President Barack Obama attended the American Veterans Disabled for Life Memorial dedication ceremony on Sunday, October 5th, where a new memorial honoring those severely injured was dedicated to those serving our great nation.
The president marked the opening of the Memorial for American Veterans Disabled for Life and said that it would commemorate two centuries of American perseverance and character. Those veterans who were disabled during conflicts throughout the nation’s conflicts had stepped forward to serve and left loved ones behind, only to return home forever changed by war.
President Obama addressed the 3,100 people who were attending the event:
“America, if you want to know what real strength is, if you want to see the character of our country, a country that never quits, look at these men and women.”
The Memorial of granite and glass is located near the U.S. Capitol and was unveiled as the United States attempts to disengage from the over 10 years of war in Iraq and Afghanistan, where more than 50,000 American military personnel has been injured. While the Islamic State has continuously threatened the United States in recent months, the nation now turns to President Obama in hopes that another military intervention will not be decided upon (as the president has promised on several occasions).
The painful truth (as president Obama describes it) is that the nation hasn’t always fulfilled its duties to those serving it. The Memorial is therefore a reminder of the country’s debt to its veterans and those actively serving.
“This memorial is a challenge to all of us, a reminder of the obligations this country is under.
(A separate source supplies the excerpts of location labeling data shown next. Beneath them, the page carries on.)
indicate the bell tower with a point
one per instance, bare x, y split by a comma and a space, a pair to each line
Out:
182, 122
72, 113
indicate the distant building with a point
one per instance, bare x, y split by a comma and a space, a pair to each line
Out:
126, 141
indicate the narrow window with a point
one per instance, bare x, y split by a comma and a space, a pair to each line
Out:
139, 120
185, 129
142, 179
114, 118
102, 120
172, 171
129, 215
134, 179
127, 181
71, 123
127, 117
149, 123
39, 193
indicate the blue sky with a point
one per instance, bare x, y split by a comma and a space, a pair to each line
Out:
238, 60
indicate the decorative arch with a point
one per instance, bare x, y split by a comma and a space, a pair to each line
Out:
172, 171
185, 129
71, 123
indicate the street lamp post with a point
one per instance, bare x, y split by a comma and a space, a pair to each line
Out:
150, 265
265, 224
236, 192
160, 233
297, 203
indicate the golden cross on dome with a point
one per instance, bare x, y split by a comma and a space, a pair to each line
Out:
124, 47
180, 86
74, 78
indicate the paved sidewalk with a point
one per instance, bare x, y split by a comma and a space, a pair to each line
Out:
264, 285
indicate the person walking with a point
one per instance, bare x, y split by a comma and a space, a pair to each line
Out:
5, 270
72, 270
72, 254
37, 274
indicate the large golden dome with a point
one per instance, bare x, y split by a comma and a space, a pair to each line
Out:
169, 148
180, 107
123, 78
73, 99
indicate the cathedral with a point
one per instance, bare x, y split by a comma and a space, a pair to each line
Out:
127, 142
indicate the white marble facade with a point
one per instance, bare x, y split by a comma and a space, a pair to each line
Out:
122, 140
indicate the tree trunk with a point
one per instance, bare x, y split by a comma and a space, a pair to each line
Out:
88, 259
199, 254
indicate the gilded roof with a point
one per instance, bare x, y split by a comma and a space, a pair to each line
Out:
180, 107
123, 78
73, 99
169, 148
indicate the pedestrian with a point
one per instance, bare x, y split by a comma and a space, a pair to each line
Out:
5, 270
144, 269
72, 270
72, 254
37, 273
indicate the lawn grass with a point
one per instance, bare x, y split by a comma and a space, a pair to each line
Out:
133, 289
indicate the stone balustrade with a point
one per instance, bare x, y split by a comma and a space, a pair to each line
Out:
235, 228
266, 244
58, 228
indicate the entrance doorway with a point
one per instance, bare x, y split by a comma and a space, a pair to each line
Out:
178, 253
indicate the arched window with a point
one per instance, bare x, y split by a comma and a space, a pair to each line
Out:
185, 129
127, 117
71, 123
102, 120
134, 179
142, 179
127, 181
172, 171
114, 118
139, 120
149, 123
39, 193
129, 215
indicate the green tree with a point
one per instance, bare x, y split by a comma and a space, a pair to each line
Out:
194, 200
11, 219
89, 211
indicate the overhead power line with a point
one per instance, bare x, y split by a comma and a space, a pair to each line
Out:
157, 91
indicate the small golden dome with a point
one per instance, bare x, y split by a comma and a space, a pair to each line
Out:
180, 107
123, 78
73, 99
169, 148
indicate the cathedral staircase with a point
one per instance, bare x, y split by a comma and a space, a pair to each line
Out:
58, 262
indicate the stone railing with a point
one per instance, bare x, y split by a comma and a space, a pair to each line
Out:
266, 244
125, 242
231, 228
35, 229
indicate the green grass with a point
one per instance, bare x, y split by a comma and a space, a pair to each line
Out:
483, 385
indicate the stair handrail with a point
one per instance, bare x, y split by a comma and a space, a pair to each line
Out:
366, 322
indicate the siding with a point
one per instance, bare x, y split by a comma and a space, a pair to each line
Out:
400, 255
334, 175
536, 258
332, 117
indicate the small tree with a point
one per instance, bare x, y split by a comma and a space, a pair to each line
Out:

If we are to truly honor these veterans we must heed the voices that speak to us here. Let’s never rush into war, because it is America’s sons and daughters who bear the scars of war for the rest of their lives. Let us only send them into harm’s way when it’s absolutely necessary.”
the president said.
The philanthropist Lois Pope helped organize the memorial, in collaboration with Jesse Brown, former Veterans Affairs secretary and Art Wilson, former CEO of the Disabled American Veterans Organization. Work began on the memorial in the late 90’s. More than $80 million were raised for its construction.
A star-shaped fountain and ceremonial flame are among the monument features, which are also surrounded by a grove of trees. The monument lies behind the U.S. Botanic Garden, right next to the Rayburn House Office Building.